「人間が絶滅しないかぎり、カルト問題はなくなりませんよ」――オカルトで現代を照らす、ムー編集長の悟り
「支配したい人間」と「依存したい人間」が生み出すカルト
三上氏は、カルトに入ってしまうのも根本は交換関係に基づいていると話す。 「『バカだな、とっとと逃げればいいのに』と思うけれど、人間の中には『従属したい』という欲望があって、それは自由と表裏一体。自由は大変で、自分なりの価値観、生き方、なんでも自分で決めなきゃいけない。それは面倒くさいから誰か決めてくれ、飼い慣らされたほうが楽だっていう。洗脳とか軽く言うけど、本人の中にそういう欲望があるからカルトはそこを巧みに突いてくるんです。日本人なんか特に同調圧力とか、周りを見るじゃないですか。流行なんか他人と同じものを求めてかわいい、かわいいって。みんなが持っているものを持っていないと不安になる。カルトに一度入っちゃうと、その中にいれば安心なわけです。搾取されようが何されようが。そのうち家畜のように屠(ほふ)られるかもしれないのに」
「オカルトというと魔術的なものばかり見ちゃうけど、本質は『人間とは何か、ということに哲学的な答えが出ていない』ということ。だから神様が、天使が、悪魔が、スピリチュアルが、となる。人間は神ではないし不完全なものだ、ということを大前提にする。だから絶対を強いるってことは非常に危険です。こんなの100%ないよって思うときも、1%ちょっとニュートラルな部分、イエスでもノーでもないって部分を持つ。思考に余裕を持つということです。それによって次の発想ができる。
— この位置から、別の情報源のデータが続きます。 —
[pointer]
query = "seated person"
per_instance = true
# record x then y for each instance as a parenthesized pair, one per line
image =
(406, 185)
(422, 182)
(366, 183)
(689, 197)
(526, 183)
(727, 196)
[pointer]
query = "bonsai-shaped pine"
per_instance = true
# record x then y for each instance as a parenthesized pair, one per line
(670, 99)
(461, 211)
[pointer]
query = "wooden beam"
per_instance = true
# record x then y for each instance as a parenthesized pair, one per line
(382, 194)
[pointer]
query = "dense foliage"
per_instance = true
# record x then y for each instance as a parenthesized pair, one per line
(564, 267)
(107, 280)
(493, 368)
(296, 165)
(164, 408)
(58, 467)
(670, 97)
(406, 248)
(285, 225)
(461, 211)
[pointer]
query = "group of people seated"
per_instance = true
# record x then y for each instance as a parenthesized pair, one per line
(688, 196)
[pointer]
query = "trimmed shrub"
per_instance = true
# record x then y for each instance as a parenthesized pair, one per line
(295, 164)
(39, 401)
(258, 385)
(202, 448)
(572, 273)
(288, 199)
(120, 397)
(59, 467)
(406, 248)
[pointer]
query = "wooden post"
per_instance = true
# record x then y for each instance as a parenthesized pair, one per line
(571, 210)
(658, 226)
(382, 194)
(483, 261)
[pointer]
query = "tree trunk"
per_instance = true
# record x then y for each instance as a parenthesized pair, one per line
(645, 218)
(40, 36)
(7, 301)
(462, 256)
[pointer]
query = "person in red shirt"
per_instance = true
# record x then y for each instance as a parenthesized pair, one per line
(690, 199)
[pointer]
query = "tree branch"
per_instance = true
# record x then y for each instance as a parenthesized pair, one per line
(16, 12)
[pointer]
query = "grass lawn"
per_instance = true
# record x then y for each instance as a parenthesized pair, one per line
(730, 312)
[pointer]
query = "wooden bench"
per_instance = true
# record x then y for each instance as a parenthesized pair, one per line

そこにオカルトがあります」 オカルトはまさにその余裕の部分で楽しむもので、思考に余裕を持たせるためのものということになる。 「世間的常識からすれば超常現象なんてあり得ないわけでしょ。それこそ『ムー』が扱っているUFO写真なんか99%フェイクだろう、みたいな。でも、ひょっとしたらあるかもしれないとか、その1%の思考の余裕を持つためのオカルトの存在。どこか判断を保留するようなところを持っておく。逆もそうです。100%あると信じるな、トリックもあるかもしれないしインチキかもしれない。だから1%は、これは本物かウソかわからないってところを用意しておく。100%とか絶対という言葉は、思考停止になってしまうんですよ」 確かにそう考えていけば、従属することで思考停止に陥ってしまうカルトとはまったく異なるものだ、ということになる。そして三上氏は、「未来永劫(えいごう)、オカルトはなくならない」と明言する。 「すべてのことには本音と建前じゃないけれど、表と裏がある。それが人間の本質なんです。この世の中には教科書で教えている表の教えと裏の教え、思想がある。カルトもオカルトも本質的には人間の欲望であり、ただ単に『人間とは何か』というところにまで直結する。人間が絶滅しないかぎりはずっと続いていきますよ」
――― ■プロフィール 三上丈晴(みかみ・たけはる) 1968年生まれ、青森県出身。筑波大学を卒業後、1991年に学習研究社に入社。『歴史群像』編集部配属ののち、『ムー』編集部へ。2005年、5代目編集長に就任。また2021年、福島市の「国際未確認飛行物体(UFO)研究所」初代所長に就任。